What is the formula to get sum of series
$$1+(1+x)+(1+x)^2+.... +(1+x)^n,$$
where $n$ is Integer and $x$ is Rational
What is the formula to get sum of series
$$1+(1+x)+(1+x)^2+.... +(1+x)^n,$$
where $n$ is Integer and $x$ is Rational
HINT $\ $ It's a geometric series
It's a geometric series with common ration $(1+x)$. The sum for a geometric series is given by $$ S = a \frac{ r^{n}-1}{r-1}$$ where $a$ is the first term and $r$ is the common ratio.
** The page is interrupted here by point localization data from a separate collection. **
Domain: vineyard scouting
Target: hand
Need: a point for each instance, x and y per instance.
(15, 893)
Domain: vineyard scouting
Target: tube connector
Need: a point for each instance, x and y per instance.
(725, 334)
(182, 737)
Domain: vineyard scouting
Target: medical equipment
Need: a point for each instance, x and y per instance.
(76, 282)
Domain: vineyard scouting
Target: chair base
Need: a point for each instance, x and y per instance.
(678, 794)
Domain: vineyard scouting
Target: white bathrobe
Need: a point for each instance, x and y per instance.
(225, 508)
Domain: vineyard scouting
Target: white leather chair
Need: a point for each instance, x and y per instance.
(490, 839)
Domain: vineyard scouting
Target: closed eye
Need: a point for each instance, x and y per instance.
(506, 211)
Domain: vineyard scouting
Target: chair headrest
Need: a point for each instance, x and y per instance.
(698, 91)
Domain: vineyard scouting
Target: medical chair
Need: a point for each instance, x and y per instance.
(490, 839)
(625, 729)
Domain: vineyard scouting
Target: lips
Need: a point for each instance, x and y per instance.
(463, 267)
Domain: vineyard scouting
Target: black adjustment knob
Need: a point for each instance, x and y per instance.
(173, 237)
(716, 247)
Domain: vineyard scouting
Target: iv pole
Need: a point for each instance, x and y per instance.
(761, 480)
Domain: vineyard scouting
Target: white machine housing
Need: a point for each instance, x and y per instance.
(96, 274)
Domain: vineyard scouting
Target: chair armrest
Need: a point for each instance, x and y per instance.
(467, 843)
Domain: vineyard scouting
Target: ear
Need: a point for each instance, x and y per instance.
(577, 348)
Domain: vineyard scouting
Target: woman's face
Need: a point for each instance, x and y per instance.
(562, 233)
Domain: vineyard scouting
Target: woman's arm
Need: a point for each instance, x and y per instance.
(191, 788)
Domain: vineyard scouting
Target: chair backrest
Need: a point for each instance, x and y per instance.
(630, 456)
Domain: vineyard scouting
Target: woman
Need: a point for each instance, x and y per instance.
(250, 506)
Simplified after the comment below by Yuval Filmus.
$$S=1+(1+x)+(1+x)^{2}+(1+x)^{3}+\ldots +(1+x)^{n}$$
is the sum of a geometric progression with ratio $1+x$ and $n+1$ terms, the first of which is $1$. The usual way to derive $S$ is to multiply it by the ratio
$$(1+x)S=(1+x)+(1+x)^{2}+(1+x)^{3}+\ldots +(1+x)^{n}+(1+x)^{n+1}$$
and subtract from $S$:
$$\begin{eqnarray*} S-(1+x)S &=&1+\left( (1+x)-(1+x)\right) +\left( (1+x)^{2}-(1+x)^{2}\right) \\ &&+\ldots +\left( (1+x)^{n}-(1+x)^{n}\right) -(1+x)^{n+1} \\ &=&1-(1+x)^{n+1}. \end{eqnarray*}$$
Solving for $S$, we get
$$S=\frac{(1+x)^{n+1}-1}{x}\qquad (x\neq 0).$$
For $x=0$ the sum of the series is
$$S=1+1+1^{2}+1^{3}+\ldots +1^{n}=1+n.$$